Commençons par ces forces brièvement que nous avons discutées au printemps dernier, puisqu'il s'est écoulé un moment chaud. Pour commencer, El Niño a eu un grand impact et notre émission sur le sujet arrive dans les prochaines semaines, donc pour l'instant nous allons en rester là. En second lieu, il y a eu le volcan de Tonga. Bien que l'éruption ait eu lieu le 15 janvier 2022, les effets dureront plusieurs années de plus. Cela a été particulièrement amusant à discuter car j'ai eu pas mal de gens qui ont remis cela en question, les volcans étant souvent considérés comme ayant finalement un effet de refroidissement en raison de la poussière et des cendres, et non un effet de réchauffement. Ce qui a rendu ce volcan unique dans l'histoire moderne, c'est le fait qu'il s'agissait d'un volcan sous-marin qui a éclaté avec une force explosive à environ 150 mètres sous la surface de l'océan. Cela a envoyé un panache de vapeur d'eau large de 482 kilomètres à 40 kilomètres droit dans la stratosphère selon les mesures prises par le satellite Aura de la NASA - Combien d'eau demandez-vous ? C'est à peu près équivalent à 10 % du volume total d'eau normalement présent dans l'atmosphère. Pour le dire autrement, imaginez la population mondiale entière debout dans un cercle de 482 kilomètres et chaque femme, homme et enfant jetant 18,35 litres d'eau en l'air.

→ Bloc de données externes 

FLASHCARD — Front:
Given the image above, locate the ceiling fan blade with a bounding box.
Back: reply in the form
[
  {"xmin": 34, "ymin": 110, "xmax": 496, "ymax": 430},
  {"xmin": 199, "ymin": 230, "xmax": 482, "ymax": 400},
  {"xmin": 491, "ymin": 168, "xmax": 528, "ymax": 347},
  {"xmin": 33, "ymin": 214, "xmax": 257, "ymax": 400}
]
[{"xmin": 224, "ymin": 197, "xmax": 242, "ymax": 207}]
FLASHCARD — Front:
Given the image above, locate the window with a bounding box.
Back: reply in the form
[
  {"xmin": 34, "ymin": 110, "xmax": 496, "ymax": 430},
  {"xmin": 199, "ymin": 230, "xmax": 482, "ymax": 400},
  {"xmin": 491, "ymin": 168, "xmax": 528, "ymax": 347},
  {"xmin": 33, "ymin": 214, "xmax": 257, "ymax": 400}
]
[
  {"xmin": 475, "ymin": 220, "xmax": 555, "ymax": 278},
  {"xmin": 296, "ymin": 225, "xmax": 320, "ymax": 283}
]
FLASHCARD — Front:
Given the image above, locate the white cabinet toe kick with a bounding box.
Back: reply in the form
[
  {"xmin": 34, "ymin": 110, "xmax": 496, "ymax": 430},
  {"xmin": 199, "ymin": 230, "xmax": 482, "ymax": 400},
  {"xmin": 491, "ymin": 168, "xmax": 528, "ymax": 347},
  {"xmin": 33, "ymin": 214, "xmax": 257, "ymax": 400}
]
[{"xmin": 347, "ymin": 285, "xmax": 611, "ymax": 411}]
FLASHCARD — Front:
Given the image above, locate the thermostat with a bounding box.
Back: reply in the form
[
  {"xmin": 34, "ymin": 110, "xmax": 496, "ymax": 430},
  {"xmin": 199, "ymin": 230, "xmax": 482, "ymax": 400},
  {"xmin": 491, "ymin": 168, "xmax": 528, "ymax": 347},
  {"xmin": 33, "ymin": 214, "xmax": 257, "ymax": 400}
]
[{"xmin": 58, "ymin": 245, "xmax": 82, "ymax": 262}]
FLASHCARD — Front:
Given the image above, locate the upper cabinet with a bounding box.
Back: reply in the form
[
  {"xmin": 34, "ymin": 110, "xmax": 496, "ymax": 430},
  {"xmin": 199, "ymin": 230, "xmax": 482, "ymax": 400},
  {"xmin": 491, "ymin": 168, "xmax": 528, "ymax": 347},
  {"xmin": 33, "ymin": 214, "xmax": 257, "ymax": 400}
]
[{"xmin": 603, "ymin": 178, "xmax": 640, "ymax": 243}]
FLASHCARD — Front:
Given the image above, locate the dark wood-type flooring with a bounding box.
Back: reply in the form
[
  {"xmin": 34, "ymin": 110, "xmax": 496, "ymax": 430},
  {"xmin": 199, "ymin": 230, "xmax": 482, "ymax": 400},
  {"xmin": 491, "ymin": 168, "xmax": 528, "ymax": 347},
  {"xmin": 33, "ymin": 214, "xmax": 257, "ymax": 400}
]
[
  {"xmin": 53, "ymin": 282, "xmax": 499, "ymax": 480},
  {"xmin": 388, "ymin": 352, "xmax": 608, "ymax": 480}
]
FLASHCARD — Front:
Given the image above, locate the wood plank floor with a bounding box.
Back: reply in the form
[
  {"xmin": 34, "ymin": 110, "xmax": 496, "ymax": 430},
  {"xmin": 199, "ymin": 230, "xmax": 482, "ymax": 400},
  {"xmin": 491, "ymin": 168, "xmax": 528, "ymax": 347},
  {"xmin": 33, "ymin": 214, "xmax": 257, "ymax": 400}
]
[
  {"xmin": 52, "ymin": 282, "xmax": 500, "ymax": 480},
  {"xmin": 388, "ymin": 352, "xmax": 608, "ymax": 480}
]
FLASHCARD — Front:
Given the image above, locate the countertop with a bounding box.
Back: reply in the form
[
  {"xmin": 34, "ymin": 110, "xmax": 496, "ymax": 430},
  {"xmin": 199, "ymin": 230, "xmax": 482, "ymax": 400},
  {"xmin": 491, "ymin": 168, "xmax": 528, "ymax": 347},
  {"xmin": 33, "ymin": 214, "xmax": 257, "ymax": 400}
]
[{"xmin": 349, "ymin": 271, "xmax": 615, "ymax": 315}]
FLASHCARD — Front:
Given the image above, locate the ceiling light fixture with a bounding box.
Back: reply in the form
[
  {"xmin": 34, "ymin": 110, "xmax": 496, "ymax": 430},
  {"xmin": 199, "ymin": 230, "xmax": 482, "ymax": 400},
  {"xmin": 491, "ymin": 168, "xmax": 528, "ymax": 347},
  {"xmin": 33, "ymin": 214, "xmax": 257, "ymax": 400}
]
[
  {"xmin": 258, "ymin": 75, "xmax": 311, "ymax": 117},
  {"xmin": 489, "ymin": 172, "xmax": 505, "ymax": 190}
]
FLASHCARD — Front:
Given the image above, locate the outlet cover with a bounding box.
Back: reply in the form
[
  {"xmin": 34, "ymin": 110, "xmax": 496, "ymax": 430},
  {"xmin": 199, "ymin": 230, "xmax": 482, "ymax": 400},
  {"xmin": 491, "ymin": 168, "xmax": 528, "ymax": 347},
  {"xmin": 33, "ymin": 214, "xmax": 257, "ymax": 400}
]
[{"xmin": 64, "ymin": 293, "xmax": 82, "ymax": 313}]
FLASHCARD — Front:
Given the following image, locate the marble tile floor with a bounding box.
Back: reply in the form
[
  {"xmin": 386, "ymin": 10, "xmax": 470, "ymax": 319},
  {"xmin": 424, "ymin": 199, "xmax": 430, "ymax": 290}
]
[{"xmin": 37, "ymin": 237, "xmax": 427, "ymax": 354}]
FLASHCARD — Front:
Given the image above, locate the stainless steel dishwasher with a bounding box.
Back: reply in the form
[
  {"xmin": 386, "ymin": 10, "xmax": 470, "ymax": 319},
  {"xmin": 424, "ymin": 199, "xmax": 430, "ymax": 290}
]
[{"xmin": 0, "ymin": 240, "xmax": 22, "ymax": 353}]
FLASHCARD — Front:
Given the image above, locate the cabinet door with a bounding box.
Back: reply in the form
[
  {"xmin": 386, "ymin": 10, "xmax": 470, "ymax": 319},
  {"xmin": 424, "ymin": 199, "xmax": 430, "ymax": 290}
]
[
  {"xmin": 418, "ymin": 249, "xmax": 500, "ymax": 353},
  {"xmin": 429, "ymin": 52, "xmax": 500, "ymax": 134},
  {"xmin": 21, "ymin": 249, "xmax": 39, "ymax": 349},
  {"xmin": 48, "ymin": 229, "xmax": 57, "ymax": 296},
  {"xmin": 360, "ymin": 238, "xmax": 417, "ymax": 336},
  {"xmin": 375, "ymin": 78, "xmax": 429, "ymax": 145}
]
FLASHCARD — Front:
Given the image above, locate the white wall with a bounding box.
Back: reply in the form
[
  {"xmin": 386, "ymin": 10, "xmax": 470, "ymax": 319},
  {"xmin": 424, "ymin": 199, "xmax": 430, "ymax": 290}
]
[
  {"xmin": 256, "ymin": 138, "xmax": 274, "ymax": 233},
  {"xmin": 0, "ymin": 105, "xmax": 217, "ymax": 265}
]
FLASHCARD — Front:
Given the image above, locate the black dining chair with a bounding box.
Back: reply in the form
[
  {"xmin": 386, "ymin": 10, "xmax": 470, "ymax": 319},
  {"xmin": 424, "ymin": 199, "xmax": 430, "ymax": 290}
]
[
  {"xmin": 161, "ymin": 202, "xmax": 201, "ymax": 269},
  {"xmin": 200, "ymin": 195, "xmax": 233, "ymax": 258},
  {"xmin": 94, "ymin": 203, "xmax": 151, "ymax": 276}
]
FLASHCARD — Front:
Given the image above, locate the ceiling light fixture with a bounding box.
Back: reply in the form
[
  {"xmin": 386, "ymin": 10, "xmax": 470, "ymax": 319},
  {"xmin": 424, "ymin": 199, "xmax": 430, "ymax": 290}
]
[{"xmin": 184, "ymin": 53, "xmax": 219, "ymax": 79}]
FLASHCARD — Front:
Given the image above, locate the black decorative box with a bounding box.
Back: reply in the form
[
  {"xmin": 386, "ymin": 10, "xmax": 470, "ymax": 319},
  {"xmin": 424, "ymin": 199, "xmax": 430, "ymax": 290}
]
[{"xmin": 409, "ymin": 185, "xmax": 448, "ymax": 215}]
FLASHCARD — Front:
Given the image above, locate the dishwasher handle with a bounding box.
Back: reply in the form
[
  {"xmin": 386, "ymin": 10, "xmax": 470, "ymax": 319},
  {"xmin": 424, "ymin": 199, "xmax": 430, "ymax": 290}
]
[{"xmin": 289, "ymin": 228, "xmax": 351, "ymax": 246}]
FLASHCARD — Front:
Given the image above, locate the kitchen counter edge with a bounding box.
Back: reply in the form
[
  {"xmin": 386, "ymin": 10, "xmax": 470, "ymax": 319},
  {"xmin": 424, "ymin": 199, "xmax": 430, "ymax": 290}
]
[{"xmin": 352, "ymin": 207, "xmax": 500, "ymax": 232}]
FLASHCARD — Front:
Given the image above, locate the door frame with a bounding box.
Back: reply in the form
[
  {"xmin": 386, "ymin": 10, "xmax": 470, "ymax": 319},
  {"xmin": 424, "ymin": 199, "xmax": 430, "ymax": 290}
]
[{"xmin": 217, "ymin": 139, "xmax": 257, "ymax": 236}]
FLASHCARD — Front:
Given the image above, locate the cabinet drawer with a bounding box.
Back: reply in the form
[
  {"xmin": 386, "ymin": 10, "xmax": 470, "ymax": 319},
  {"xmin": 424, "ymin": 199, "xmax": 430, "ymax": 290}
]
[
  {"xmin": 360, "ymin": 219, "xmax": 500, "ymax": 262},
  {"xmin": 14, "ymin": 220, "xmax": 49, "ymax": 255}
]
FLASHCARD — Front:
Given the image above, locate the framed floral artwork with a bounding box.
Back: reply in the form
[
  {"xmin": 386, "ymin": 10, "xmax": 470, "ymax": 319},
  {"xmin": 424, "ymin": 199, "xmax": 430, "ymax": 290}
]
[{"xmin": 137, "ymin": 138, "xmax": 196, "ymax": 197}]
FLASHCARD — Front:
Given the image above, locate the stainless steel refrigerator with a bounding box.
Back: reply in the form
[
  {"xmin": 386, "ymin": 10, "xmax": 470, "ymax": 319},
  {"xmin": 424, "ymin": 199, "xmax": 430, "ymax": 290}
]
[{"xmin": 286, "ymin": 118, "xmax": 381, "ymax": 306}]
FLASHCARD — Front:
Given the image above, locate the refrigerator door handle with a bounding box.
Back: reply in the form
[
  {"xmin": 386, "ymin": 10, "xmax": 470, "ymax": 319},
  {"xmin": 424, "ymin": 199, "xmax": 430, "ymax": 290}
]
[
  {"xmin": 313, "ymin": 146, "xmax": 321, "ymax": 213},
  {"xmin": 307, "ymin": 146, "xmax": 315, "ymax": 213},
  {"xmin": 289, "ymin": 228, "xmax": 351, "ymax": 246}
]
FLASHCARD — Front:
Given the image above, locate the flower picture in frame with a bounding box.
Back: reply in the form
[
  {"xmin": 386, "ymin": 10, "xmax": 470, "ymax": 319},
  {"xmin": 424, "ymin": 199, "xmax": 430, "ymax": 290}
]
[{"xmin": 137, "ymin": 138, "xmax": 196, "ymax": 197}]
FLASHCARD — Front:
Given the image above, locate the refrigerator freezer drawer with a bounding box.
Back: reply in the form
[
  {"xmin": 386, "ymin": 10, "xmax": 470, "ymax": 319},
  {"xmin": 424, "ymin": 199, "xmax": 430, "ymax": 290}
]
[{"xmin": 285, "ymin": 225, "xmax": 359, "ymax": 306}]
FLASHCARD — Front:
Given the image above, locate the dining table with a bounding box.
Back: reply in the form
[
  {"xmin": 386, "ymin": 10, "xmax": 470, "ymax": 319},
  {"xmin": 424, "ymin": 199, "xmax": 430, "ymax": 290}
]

Maintenant, comme nous le savons des épisodes précédents, la vapeur d'eau est un puissant gaz à effet de serre mais alors qu'elle est généralement de courte durée et a un impact régional, en raison de l'injection dans la stratosphère, on prédit qu'elle aura un impact mondial pendant plusieurs années. En fait, selon un article publié en janvier 2023 par Jenkins et al, elle a eu un impact d'environ 0,035°C sur la température mondiale.

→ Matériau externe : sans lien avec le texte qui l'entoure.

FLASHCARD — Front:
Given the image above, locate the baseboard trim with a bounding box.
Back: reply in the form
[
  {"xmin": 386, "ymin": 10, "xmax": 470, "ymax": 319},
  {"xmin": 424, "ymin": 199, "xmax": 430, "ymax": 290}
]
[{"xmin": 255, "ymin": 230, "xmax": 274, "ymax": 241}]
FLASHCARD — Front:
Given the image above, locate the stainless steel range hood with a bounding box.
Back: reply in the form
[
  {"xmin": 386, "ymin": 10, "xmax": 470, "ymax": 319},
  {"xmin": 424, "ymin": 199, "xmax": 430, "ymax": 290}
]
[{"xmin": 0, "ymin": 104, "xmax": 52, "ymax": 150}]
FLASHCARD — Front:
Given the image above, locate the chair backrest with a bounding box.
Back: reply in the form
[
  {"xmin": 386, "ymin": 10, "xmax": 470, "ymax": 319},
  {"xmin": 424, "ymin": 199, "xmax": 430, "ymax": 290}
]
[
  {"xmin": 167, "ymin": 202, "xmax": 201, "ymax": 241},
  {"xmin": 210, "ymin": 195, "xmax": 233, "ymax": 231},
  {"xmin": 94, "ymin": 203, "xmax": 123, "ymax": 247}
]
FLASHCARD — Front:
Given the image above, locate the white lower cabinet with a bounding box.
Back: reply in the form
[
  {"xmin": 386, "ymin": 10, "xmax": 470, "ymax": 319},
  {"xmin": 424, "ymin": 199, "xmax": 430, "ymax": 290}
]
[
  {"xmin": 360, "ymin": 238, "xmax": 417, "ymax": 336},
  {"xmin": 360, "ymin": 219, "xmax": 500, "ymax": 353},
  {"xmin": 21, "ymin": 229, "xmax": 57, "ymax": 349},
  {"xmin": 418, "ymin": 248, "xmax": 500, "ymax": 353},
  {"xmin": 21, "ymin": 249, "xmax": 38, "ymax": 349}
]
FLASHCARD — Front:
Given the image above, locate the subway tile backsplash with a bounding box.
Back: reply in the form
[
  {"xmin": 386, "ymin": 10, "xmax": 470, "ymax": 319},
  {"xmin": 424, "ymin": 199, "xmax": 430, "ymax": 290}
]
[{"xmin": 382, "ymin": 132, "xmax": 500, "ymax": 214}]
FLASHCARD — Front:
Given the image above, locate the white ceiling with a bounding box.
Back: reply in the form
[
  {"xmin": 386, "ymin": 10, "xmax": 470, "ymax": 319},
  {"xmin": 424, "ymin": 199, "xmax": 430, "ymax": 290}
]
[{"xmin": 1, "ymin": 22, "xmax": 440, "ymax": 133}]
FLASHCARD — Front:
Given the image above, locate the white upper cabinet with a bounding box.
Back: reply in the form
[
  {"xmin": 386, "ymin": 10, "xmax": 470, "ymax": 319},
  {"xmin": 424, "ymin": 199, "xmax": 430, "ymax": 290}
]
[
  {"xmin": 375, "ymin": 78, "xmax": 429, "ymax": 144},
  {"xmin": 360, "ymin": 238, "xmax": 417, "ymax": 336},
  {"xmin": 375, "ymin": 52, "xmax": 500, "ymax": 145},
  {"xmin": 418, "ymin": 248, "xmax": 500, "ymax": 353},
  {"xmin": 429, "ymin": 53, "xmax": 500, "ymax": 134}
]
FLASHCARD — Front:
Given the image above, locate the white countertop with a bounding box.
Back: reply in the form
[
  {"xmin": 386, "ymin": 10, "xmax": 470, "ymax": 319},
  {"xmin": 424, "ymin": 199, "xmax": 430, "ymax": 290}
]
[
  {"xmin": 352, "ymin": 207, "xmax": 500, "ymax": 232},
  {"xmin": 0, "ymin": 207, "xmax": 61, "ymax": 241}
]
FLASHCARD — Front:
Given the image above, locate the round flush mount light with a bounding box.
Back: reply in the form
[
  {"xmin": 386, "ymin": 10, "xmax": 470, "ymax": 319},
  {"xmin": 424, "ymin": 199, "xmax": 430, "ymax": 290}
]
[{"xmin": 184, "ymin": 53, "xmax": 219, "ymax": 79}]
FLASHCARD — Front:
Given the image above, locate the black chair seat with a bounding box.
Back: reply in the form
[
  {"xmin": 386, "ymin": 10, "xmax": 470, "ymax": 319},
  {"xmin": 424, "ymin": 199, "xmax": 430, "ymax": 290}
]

Un autre réchauffement a eu lieu l'année dernière avec le pic approchant du cycle solaire d'environ 11 ans. Mais avant que les climatosceptiques ne s'y accrochent, l'impact est faible et conforme aux moyennes du 20ème siècle. Troisièmement, il y a les impacts durables de l'assainissement de nos actions et par là, je veux dire l'impact positif et négatif de la règle de 2020 de l'Organisation Maritime Internationale qui a réduit la teneur en soufre dans le carburant de 86%. Bien que cela ait réduit la pollution, cela a également réduit les particules en suspension (ou PM) qui reflétaient le rayonnement solaire. Avec la réduction, nous avons vu un impact sur les températures de quelques centièmes de degré, avec Carbon Brief estimant un impact global d'environ 0,05°C d'ici 2050. Gardez cela à l'esprit la prochaine fois que vous commandez quelque chose qui a des pièces fabriquées dans plusieurs pays, assemblées dans un troisième, et ensuite expédiées chez vous, toutes neuves et brillantes dans votre pays d'origine. …Comment ça pour un peu de culpabilité climatique ? Quatrièmement, il y avait des nuages de poussière en provenance d'Afrique - pour lesquels je vais simplement vous renvoyer à notre dernier épisode de la saison pour une explication, car c'est super fascinant. 5ème, il y avait une réduction significative des températures de la glace de mer. Pour comprendre pourquoi les températures de la mer sont importantes, voici une petite expérience que les gens peuvent essayer dans une région qui reçoit actuellement de la neige. Grattez un endroit pour le dégager de neige sur le bitume, votre allée, ou une route tôt le matin (et pour l'amour du ciel, ne faites pas cela si des voitures sont autour) et laissez un autre endroit couvert. Revenez juste avant que les choses ne commencent à se refroidir dans la soirée. La partie exposée sera plus chaude et aura augmenté en taille. Maintenant, je sais que vous dites "Oui Sophie, j'ai appris ça en maternelle", mais voici mon point. Bien que vous ayez appris cela à un jeune âge, je doute que vous y ayez pensé en termes de glace de mer. Au fur et à mesure que la glace de mer diminue, plus d'océan est exposé à la lumière directe du soleil. L'eau étant plus sombre, elle se réchauffe plus rapidement et empêche ainsi la formation de glace de mer plus longtemps. Voyez la boucle de rétroaction renforçante ? Cool ! - enfin, pas cool, mais vous voyez ce que je veux dire.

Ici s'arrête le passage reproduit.